We observe that the left hand side of the system, the matrix does not change from one time step to another, thus we only need to assemble it once.

is stated. However, as far as I understand, the matrix is indeed inverted in every time step. But if we care about efficiency, we see that one should have to do this only once before the time loop.

The problem is

M \partial_t \vec u + A \vec u = \vec f

Crank-Nicolson:

[M + \frac{\Delta t}{2}A ] \vec u^{n+1} = [M - \frac{\Delta t}{2} A] \vec u^{n} + \Delta t \vec f^{n+1/2}

Using LU-factorization, I could imagine factorizing
M + \frac{\Delta t}{2}A = LU

so that I can solve

L\vec w = \vec f^{n+1/2},

and then

U \vec u^{n+1} = \vec w .

That should be faster than the method showed in the tutorial.

Q1: Is this the preferred way for this problem, or should I use another factorization, or even a completely different linear algebra routine?

Q2: How would I implement this in feniscx?

PETSc caches the factorization, and as long as the matrix is not modified, it reuses the factorization.
You can check this by timing the solve command.

for i in range(num_steps):
    t += dt

    # Update the right hand side reusing the initial vector
    with b.localForm() as loc_b:
        loc_b.set(0)
    assemble_vector(b, linear_form)

    # Apply Dirichlet boundary condition to the vector
    apply_lifting(b, [bilinear_form], [[bc]])
    b.ghostUpdate(addv=PETSc.InsertMode.ADD_VALUES,
                  mode=PETSc.ScatterMode.REVERSE)
    set_bc(b, [bc])

    # Solve linear problem
    start = time.perf_counter()
    solver.solve(b, uh.x.petsc_vec)
    end = time.perf_counter()
    print(i, f"{end-start:.2e}s")
    uh.x.scatter_forward()

    # Update solution at previous time step (u_n)
    u_n.x.array[:] = uh.x.array

    # Write solution to file
    xdmf.write_function(uh, t)

result

0 1.28e-02s
1 2.64e-04s
2 2.52e-04s
3 3.18e-04s
4 3.08e-04s
5 2.57e-04s
6 2.41e-04s
...

Thanks a lot.

I understand that this caching-behavior is linked to the choice of direct (factorization-based) solvers.

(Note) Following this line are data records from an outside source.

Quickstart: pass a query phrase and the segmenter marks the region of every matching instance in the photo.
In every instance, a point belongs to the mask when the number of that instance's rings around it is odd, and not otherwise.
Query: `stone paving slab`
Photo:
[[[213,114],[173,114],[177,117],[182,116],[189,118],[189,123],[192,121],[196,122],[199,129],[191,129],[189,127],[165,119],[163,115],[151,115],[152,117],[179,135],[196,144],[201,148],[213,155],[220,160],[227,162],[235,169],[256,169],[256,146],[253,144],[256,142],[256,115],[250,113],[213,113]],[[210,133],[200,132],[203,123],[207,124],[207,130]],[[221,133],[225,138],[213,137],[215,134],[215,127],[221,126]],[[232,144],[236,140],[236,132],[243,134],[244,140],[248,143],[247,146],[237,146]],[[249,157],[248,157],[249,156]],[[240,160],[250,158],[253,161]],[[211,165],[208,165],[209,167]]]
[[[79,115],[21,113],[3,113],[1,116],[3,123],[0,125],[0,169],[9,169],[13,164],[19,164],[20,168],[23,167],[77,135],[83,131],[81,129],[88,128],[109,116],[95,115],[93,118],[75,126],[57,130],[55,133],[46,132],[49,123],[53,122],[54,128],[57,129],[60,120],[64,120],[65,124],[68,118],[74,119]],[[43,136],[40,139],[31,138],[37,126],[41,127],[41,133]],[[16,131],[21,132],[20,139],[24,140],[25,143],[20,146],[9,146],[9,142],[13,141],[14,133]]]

Doy you know of any petsc4py-compatible ways to combine benefits of iterative solvers and this idea of only computing a factorization once?

I think you can set it explicitly through KSPSetReusePreconditioner — PETSc 3.22.0 documentation. However, my experience is this makes a terrible preconditioner if you modify the underlying matrix. You might be better off using incomplete LU factorisation, but this all depends on the problem you’re trying to solve.

Thanks a lot for your response!